July 24, 2015 | By WENCONG FA

The North Carolina legislature recently enacted the Opportunity Scholarship Program, which allows low-income children to attend private schools of their parents’ choice through state-funded scholarships. The program provides students with an opportunity to escape failing public schools, and transfer to private schools tailored to their needs. But the teachers’ union, hungry to maintain its monopoly on education, brought a lawsuit to prevent students from having that opportunity. PLF sided with the students in a brief filed last December. On Thursday, the Supreme Court of North Carolina did the same in this opinion.

In Hart v. North Carolina and Richardson v. North Carolina, the Court dismantled the teachers’ union’s arguments one by one. First, the Court held that North Carolina’s duty to protect the “State school fund” did not limit the State’s ability to spend on education generally.

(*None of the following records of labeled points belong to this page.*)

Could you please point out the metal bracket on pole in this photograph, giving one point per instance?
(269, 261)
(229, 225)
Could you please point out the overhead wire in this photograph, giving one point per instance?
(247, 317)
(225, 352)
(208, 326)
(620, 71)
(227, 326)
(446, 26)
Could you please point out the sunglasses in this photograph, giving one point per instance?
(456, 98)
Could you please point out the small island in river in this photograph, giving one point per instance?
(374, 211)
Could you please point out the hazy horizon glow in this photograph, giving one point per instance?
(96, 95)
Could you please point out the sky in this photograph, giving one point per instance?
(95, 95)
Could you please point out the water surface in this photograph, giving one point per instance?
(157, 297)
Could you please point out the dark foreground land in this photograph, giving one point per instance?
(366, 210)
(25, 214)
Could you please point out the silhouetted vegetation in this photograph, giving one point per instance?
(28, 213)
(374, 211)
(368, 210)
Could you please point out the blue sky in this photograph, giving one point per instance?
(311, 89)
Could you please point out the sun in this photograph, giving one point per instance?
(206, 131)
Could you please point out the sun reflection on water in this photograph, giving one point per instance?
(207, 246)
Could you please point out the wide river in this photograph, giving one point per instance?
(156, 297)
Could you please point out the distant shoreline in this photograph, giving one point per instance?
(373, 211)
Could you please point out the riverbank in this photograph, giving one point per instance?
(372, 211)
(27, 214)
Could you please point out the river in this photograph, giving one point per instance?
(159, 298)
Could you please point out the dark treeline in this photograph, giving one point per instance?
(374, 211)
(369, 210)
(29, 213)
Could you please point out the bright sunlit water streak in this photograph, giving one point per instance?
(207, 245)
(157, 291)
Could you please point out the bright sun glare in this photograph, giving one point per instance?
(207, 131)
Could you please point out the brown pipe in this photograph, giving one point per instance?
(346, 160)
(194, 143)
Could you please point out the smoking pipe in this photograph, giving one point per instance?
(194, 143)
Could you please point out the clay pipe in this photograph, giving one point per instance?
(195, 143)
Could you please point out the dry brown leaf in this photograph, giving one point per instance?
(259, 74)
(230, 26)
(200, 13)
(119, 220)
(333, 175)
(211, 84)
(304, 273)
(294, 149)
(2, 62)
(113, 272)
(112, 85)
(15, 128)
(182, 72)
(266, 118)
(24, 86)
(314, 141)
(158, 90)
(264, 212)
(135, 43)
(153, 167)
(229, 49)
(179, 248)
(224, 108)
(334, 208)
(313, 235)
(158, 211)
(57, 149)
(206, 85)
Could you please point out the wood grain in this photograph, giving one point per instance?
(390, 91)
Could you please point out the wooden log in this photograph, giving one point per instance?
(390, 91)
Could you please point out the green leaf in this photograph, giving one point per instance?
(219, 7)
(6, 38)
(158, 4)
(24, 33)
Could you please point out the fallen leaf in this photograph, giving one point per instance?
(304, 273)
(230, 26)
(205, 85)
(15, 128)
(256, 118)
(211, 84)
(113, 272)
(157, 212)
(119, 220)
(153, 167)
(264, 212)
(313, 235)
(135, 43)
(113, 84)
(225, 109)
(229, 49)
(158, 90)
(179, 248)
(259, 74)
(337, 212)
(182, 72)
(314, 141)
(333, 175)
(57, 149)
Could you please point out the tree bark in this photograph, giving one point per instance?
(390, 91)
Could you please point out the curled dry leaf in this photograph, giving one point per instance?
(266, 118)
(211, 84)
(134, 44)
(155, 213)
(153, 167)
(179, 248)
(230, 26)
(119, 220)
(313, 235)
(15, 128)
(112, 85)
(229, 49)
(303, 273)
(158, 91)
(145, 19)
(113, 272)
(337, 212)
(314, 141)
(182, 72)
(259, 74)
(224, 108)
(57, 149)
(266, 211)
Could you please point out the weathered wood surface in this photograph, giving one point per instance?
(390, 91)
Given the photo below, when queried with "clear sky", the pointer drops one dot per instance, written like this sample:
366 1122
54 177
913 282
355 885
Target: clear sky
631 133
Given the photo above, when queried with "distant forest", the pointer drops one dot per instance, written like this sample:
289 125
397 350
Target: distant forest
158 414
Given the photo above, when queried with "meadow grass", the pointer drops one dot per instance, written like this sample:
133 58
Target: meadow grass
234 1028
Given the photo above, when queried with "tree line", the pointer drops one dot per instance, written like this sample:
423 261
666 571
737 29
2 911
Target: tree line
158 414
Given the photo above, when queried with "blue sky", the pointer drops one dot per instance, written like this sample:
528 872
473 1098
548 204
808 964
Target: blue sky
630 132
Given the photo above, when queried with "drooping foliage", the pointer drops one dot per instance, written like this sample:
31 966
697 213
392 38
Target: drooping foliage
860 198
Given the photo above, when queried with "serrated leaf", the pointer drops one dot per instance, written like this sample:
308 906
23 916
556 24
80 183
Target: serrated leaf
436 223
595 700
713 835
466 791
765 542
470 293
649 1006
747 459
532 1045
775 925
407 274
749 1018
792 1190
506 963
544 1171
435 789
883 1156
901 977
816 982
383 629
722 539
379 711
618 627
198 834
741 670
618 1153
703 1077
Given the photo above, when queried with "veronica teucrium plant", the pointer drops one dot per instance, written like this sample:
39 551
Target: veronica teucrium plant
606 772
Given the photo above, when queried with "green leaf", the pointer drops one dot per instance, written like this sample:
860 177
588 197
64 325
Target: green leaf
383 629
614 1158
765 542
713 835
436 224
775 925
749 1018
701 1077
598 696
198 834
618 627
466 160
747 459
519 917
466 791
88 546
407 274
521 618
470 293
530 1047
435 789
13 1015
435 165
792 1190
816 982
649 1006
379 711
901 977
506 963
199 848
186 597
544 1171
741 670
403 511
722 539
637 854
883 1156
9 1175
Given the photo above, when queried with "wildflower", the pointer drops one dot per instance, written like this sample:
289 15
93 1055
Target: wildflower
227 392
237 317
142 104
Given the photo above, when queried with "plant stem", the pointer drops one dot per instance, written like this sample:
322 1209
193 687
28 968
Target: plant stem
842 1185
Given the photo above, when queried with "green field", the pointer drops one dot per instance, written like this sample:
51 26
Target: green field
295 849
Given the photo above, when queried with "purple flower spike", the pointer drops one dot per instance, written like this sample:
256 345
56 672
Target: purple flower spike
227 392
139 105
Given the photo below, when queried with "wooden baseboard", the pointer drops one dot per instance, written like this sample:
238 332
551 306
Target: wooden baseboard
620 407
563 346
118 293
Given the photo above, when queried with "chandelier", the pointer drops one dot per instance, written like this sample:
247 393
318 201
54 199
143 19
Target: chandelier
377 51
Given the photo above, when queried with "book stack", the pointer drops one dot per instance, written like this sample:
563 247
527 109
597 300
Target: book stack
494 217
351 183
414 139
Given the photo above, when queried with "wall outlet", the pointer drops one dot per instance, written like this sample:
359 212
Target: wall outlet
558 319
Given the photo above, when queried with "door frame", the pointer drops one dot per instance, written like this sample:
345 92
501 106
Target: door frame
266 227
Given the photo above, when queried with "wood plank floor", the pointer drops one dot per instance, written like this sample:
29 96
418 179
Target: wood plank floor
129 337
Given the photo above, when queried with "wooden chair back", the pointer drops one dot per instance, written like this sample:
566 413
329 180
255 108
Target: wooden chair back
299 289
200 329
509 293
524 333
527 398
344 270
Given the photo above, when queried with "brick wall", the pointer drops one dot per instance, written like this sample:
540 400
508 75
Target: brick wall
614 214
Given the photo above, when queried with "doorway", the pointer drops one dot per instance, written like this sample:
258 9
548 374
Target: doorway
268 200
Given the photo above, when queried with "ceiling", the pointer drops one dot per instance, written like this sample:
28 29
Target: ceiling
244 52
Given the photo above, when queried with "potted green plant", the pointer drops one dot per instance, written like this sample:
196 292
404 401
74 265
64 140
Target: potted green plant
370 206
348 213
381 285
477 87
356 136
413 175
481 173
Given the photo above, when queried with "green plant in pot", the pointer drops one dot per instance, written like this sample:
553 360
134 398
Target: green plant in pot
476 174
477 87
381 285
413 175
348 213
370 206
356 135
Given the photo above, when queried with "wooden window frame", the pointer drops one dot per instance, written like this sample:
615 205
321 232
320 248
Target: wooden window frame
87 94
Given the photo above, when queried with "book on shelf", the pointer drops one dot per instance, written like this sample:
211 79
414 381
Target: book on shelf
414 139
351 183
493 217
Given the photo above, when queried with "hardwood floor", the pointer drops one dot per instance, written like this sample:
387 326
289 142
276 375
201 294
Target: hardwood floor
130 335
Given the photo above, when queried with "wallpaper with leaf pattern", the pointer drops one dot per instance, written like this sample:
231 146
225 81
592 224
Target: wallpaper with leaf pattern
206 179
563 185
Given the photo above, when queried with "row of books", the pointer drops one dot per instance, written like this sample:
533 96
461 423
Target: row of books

Rather, history suggests that the requirement—ratified in 1868—was adopted to prevent the legislature from diverting educational resources to pay for expenses incurred in the Civil War. Second, the Court added that the constitutional requirement directing the State to establish and maintain “a uniform system of free public schools” has nothing to do with private schools. Third, the Court noted that money spend on the Opportunity Scholarship Program was for a public purpose, because the “promotion of education generally, and educational opportunity in particular, is of paramount public importance.” Fourth, the Court explained that there “is no merit in the argument that a legislative program designed to increase educational opportunity in [North Carolina] is one that fails to ‘guard and maintain’ the ‘right to the privilege of education.’ ” Finally, the Court dismissed the plaintiffs’ religious discrimination claim, observing that the teachers’ union had no standing to assert such claims on behalf of the students.

Notably, the Court cited the famous dissent by Justice Brandeis in New State Ice Co. v. Liebmann, which underlined the need for states to serve as laboratories of democracy and experiment with new legislation in order to meet changing social and economic needs. This echoes PLF’s brief, which quoting the same case, emphasized that if “the states are to serve as the ‘laboratories’ of democracy, then the State Constitution should not prevent North Carolina from copying promising aspects of the most successful experiments in other jurisdictions.” School choice programs have been tremendously successful in other states. This decision allows that trend to continue in North Carolina.

Congratulations to our good friends at the Institute for Justice, who represented the parents in this case.